ServerName <%= @networking['fqdn'] %>
ServerAlias <%= @networking['hostname'] %>

Non-printing tags

A non-printing tag executes the code it contains, but doesn’t insert a value into the output.

Opening tag<%
Opening tag with indentation trimming<%-
Closing tag%>
Closing tag with trailing whitespace and line break trimming-%>
Non-printing tags that contain iterative and conditional expressions can affect the untagged text they surround.

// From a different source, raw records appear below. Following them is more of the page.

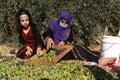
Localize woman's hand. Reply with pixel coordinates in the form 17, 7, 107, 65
47, 37, 54, 50
37, 48, 43, 56
58, 41, 65, 45
25, 46, 33, 56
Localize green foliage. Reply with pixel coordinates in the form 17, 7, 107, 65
0, 51, 118, 80
0, 0, 120, 46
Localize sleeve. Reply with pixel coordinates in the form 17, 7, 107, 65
65, 27, 73, 43
32, 27, 44, 48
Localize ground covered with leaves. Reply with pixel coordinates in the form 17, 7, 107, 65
0, 48, 119, 80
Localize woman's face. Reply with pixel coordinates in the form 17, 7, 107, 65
20, 17, 29, 28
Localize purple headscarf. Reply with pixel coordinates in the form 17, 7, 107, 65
49, 11, 72, 45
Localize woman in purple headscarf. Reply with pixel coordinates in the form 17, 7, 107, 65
43, 11, 98, 61
43, 11, 73, 50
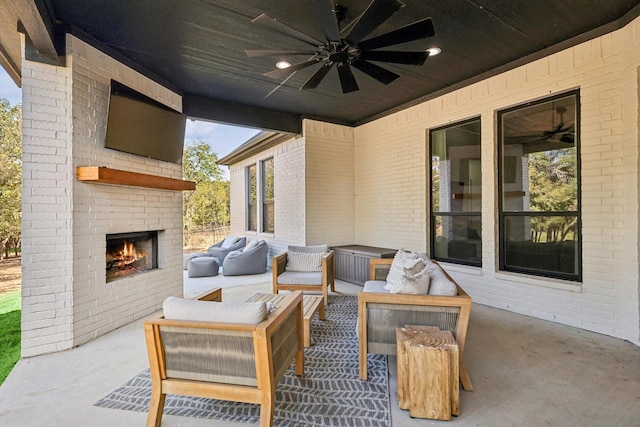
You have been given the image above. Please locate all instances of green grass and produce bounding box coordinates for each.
[0,290,20,385]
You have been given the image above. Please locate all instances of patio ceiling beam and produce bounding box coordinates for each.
[182,93,302,134]
[8,0,64,64]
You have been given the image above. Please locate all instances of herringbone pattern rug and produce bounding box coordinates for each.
[95,295,391,427]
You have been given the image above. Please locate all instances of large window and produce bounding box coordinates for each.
[498,91,582,281]
[261,158,274,233]
[429,119,482,266]
[246,165,258,231]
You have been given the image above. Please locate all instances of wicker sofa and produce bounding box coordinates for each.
[358,258,473,391]
[144,290,304,427]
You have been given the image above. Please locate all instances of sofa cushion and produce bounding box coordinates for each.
[362,280,389,294]
[286,251,325,272]
[220,236,242,249]
[187,256,220,277]
[278,271,322,286]
[242,240,258,252]
[182,252,213,270]
[162,297,269,324]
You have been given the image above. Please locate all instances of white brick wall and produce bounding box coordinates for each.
[229,136,305,259]
[22,36,182,357]
[303,120,355,245]
[355,19,640,344]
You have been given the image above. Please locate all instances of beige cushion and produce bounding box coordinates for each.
[162,297,269,324]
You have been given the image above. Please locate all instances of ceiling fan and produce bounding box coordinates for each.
[245,0,435,93]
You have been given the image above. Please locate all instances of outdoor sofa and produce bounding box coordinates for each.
[358,256,473,391]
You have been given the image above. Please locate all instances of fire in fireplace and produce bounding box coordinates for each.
[106,231,158,282]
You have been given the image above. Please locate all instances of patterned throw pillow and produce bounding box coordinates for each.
[286,251,326,272]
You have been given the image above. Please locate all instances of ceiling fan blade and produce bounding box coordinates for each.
[300,62,333,90]
[307,0,340,43]
[345,0,402,44]
[264,58,320,79]
[359,18,436,50]
[351,60,400,85]
[251,13,324,47]
[249,49,316,58]
[360,50,429,65]
[337,63,360,93]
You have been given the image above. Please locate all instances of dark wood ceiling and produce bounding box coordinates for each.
[28,0,640,130]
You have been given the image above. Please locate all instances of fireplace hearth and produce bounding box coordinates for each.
[105,231,158,282]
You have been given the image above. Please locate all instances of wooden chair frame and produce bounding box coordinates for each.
[271,251,336,305]
[358,258,473,391]
[144,290,304,427]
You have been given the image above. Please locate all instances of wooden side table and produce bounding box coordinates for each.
[396,325,460,421]
[249,294,325,347]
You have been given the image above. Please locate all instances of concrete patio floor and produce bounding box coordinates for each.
[0,271,640,427]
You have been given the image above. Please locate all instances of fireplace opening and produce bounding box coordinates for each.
[106,231,158,282]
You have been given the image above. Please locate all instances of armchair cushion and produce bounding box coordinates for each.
[222,240,269,276]
[162,297,269,325]
[278,271,322,286]
[286,251,324,272]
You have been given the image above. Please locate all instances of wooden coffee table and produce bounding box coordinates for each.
[249,294,324,347]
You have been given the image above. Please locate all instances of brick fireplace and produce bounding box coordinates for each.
[22,35,182,357]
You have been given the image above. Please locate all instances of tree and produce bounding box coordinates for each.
[529,147,578,242]
[182,141,231,230]
[0,98,22,258]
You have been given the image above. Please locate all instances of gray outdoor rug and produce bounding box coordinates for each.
[95,295,391,427]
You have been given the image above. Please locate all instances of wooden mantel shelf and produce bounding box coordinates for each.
[76,166,196,191]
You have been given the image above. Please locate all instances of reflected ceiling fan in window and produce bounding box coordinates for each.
[512,105,575,144]
[245,0,435,93]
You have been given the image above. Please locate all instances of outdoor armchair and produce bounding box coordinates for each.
[271,245,336,305]
[144,292,304,427]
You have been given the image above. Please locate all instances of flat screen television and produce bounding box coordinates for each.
[104,80,186,164]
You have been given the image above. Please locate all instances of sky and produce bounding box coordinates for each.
[0,67,260,179]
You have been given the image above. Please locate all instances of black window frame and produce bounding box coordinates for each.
[260,157,276,234]
[496,89,584,282]
[427,116,483,267]
[245,163,258,232]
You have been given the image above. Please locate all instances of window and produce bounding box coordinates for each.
[247,165,258,231]
[498,91,582,281]
[429,119,482,266]
[261,158,274,233]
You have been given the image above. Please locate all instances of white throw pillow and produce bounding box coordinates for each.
[385,249,423,292]
[162,297,269,325]
[286,251,326,272]
[243,240,258,252]
[397,266,430,295]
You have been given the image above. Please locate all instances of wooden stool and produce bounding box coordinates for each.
[396,325,460,420]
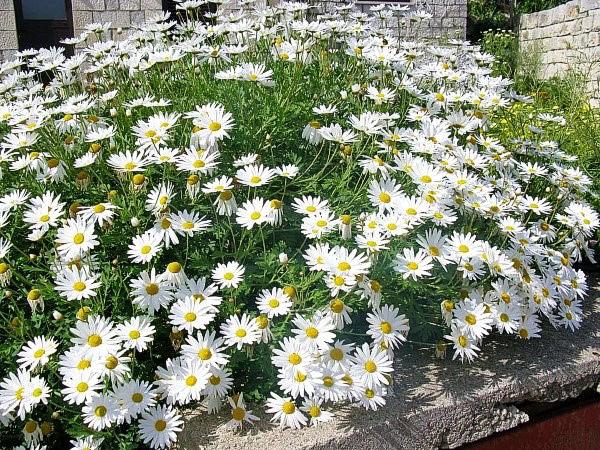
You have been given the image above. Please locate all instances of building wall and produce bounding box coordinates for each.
[0,0,467,59]
[519,0,600,106]
[0,0,19,59]
[312,0,467,39]
[72,0,162,38]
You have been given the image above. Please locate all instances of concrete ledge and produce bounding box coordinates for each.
[179,276,600,450]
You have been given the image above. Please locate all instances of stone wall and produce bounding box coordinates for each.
[72,0,162,38]
[0,0,162,59]
[311,0,467,39]
[0,0,467,59]
[519,0,600,106]
[0,0,19,59]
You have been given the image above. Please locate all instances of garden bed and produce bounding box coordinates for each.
[179,274,600,450]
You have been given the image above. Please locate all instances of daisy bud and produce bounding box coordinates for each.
[435,341,446,359]
[75,306,92,322]
[10,317,21,330]
[27,289,44,312]
[169,327,183,351]
[279,253,289,265]
[40,422,54,436]
[283,285,296,300]
[69,202,81,218]
[340,214,352,239]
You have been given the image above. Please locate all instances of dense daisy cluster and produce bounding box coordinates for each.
[0,1,599,449]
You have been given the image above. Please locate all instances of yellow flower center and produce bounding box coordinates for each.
[198,347,212,361]
[231,406,246,422]
[154,419,167,433]
[338,261,352,272]
[379,322,392,334]
[281,401,296,414]
[167,262,181,273]
[465,313,477,325]
[146,283,160,295]
[73,281,86,292]
[365,359,377,373]
[269,298,279,309]
[129,330,141,339]
[379,192,392,203]
[519,328,529,339]
[87,334,102,347]
[77,359,92,370]
[329,347,344,361]
[25,420,37,434]
[304,327,319,339]
[329,298,344,314]
[104,355,119,370]
[208,122,221,132]
[288,353,302,366]
[94,405,107,417]
[235,328,247,338]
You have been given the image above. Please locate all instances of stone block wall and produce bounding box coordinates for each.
[519,0,600,106]
[0,0,162,59]
[0,0,19,59]
[312,0,467,39]
[72,0,162,39]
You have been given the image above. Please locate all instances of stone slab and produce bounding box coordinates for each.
[179,275,600,450]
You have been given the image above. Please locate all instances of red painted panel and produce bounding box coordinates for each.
[467,402,600,450]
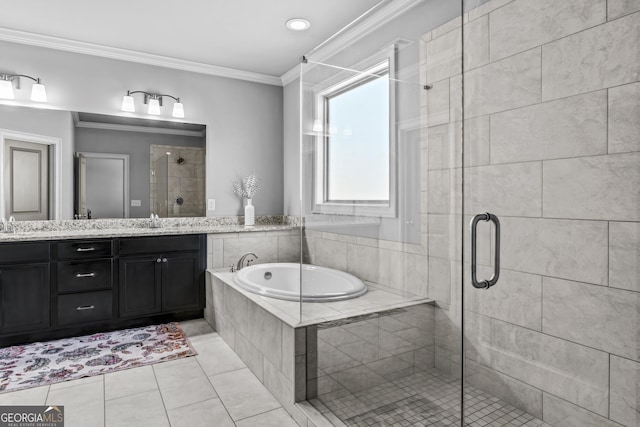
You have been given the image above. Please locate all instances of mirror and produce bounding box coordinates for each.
[0,105,206,219]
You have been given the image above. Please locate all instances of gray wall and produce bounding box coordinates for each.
[0,42,283,218]
[0,103,74,219]
[75,128,205,218]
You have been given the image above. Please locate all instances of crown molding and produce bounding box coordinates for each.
[76,121,205,138]
[280,0,424,86]
[0,28,282,86]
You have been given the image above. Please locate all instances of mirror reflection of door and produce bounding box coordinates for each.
[4,139,50,221]
[77,153,129,218]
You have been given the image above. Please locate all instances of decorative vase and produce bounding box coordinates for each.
[244,199,256,227]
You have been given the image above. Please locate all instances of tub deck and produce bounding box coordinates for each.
[208,269,433,328]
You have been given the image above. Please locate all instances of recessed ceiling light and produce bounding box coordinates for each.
[287,18,311,31]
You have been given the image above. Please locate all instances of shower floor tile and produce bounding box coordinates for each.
[311,369,551,427]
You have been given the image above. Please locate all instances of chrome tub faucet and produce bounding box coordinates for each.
[230,252,258,273]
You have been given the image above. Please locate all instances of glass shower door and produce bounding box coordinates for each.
[461,0,640,426]
[299,1,463,426]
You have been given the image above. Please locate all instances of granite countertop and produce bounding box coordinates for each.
[0,217,299,243]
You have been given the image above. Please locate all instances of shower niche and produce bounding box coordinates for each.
[149,144,206,218]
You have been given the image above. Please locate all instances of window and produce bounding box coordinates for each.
[314,59,395,216]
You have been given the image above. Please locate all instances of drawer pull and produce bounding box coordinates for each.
[76,272,96,278]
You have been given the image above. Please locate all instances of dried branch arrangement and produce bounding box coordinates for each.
[233,172,262,199]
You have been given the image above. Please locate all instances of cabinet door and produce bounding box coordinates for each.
[0,263,51,334]
[162,252,204,312]
[118,256,162,317]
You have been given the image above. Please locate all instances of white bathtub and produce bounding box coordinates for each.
[233,263,367,302]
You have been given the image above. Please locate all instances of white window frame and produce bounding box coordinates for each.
[313,45,397,218]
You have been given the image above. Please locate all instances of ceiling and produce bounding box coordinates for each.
[0,0,381,77]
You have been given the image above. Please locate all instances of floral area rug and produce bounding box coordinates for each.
[0,323,197,393]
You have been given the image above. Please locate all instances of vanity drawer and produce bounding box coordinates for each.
[58,291,113,326]
[120,234,200,255]
[58,259,113,292]
[58,240,113,259]
[0,243,51,264]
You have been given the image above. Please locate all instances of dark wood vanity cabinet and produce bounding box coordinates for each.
[119,235,206,317]
[0,243,51,334]
[0,235,206,348]
[55,239,114,326]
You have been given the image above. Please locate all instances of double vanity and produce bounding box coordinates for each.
[0,230,206,347]
[0,217,293,347]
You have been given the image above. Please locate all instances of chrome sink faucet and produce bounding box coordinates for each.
[231,252,258,273]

For example, to insert text only if a certain variable was set, write:

<% if @broadcastclient == true -%>
broadcastclient
<% end -%>

Expressions in non-printing tags don’t have to resolve to a value or be a complete statement, but the tag must close at a place where it would be legal to write another expression. For example, this doesn't work:

<%# Syntax error: %>
<% @servers['each'] -%>
# some server
<% do |server| %>server <%= server %>
<% end -%>

You must keep do |server| inside the first tag, because you can’t insert an arbitrary statement between a function call and its required block.

Comment tags

A comment tag’s contents do not appear in the template's output.

Opening tag<%#
Closing tag%>
Closing tag with line break trimming-%>
Example tag:

<%# This is a comment. %>

Literal tag delimiters

If you need the template’s final output to contain a literal <% or %>, you can escape the characters as <%% or %%>. The first literal tag is taken, and the rest of the line is treated as a literal. This means that <%% Test %%> in an ERB template would turn out as <% Test %%>, not <% Test %>.